Your way was to embrace others. Even the man for whom your last wife left you. You invited him to your family Thanksgiving when it would have been easy to leave him out.
Your way will ultimately win out. In a thousand years or ten thousand. Maybe a hundred thousand.
Or maybe in five hundred years. Maybe one hundred. Astounding things happen when new behaviors get set in motion. There comes a tipping point.
You are one in a long line of Americans going back to Emerson asking us to see ourselves as connected. You embraced Jesus and Lao Tzu, A Course in Miracles and Abraham Hicks.
You embraced wisdom from all over, regardless of its source. Rumi and Patanjali romped through your fields. You heralded everyday people who found pivot points away from suffering and into awe. You held them up, mortal and immortal alike, and we loved you for it.
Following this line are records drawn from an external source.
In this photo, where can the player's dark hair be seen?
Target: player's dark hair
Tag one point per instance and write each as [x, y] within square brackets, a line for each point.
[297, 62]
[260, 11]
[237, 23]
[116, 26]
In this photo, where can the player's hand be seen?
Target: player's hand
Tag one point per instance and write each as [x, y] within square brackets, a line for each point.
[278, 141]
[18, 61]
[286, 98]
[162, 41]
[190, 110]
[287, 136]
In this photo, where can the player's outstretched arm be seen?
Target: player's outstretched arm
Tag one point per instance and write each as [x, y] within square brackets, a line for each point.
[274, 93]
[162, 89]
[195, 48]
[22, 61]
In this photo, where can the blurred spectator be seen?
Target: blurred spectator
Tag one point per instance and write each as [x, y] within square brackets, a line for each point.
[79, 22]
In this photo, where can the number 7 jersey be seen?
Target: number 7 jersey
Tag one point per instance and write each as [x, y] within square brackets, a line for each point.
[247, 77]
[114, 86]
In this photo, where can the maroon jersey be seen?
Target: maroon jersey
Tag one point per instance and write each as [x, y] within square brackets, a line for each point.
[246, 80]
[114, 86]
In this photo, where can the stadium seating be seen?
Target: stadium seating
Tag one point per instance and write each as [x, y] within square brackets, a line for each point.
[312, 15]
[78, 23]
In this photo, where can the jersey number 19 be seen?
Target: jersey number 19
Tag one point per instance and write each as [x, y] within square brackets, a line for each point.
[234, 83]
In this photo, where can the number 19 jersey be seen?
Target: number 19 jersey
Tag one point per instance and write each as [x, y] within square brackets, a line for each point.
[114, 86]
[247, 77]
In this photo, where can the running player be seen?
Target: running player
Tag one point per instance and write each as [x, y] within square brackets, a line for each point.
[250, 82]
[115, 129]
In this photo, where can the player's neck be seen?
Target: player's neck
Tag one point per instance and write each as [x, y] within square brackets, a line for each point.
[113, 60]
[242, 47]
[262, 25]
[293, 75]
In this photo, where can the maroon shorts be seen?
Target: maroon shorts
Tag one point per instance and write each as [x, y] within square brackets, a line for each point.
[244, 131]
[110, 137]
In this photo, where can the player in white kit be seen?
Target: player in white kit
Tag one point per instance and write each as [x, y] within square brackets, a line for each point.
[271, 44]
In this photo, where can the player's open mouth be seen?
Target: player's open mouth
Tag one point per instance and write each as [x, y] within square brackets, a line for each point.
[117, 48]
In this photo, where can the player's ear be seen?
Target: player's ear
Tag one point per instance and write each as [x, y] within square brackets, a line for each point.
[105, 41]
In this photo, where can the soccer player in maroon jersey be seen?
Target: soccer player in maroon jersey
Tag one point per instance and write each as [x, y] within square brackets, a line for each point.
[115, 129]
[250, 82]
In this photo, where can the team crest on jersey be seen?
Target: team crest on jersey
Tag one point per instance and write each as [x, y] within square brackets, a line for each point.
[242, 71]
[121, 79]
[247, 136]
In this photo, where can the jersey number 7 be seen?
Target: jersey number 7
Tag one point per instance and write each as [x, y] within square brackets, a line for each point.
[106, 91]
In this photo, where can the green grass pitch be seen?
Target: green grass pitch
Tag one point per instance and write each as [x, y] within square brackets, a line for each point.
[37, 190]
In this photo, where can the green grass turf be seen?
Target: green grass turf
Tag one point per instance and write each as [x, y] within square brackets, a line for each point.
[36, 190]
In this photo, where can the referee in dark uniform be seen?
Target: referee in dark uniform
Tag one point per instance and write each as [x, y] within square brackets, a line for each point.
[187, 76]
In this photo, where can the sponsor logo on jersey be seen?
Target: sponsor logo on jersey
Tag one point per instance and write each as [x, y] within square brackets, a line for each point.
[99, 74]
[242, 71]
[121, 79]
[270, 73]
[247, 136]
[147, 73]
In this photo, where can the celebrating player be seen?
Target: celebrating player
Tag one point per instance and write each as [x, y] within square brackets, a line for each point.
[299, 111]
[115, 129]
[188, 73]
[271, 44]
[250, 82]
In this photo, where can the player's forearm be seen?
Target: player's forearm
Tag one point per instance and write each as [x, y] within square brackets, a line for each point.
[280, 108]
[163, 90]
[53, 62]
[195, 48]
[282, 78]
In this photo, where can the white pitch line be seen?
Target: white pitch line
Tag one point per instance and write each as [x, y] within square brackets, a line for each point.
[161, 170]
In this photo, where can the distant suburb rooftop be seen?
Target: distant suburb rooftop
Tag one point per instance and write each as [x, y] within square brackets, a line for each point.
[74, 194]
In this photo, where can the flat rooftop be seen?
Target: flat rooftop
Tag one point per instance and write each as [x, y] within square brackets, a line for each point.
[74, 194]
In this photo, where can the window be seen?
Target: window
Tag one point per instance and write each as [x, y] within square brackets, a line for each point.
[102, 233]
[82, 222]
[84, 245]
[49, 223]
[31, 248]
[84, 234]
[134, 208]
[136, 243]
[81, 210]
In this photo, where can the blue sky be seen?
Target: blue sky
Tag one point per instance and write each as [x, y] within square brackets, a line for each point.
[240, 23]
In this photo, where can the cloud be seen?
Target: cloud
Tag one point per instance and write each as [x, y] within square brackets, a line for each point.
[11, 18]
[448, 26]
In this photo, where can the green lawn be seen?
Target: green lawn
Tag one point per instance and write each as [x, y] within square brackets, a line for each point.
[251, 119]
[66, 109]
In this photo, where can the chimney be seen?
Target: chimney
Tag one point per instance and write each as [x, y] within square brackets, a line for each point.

We loved you for your humanity. Three marriages, and even the third one didn’t take. We loved you for your common touch. We loved you for your ability to take hold of an idea and present it like a flower . . . as something beautiful to behold.
We who hope to trod your path will miss you even as we are buoyed up by the messages in your life’s work. You believed in belief itself. That if we could only alter the way we see the world, then the world we’re seeing would change too.
We will miss you. Your sense of goodness at every turn.
It seems a simple thing. To find the good in pain. To feel the ecstasy of creation even when things go awry. But it’s not. Or else that would be a common trait.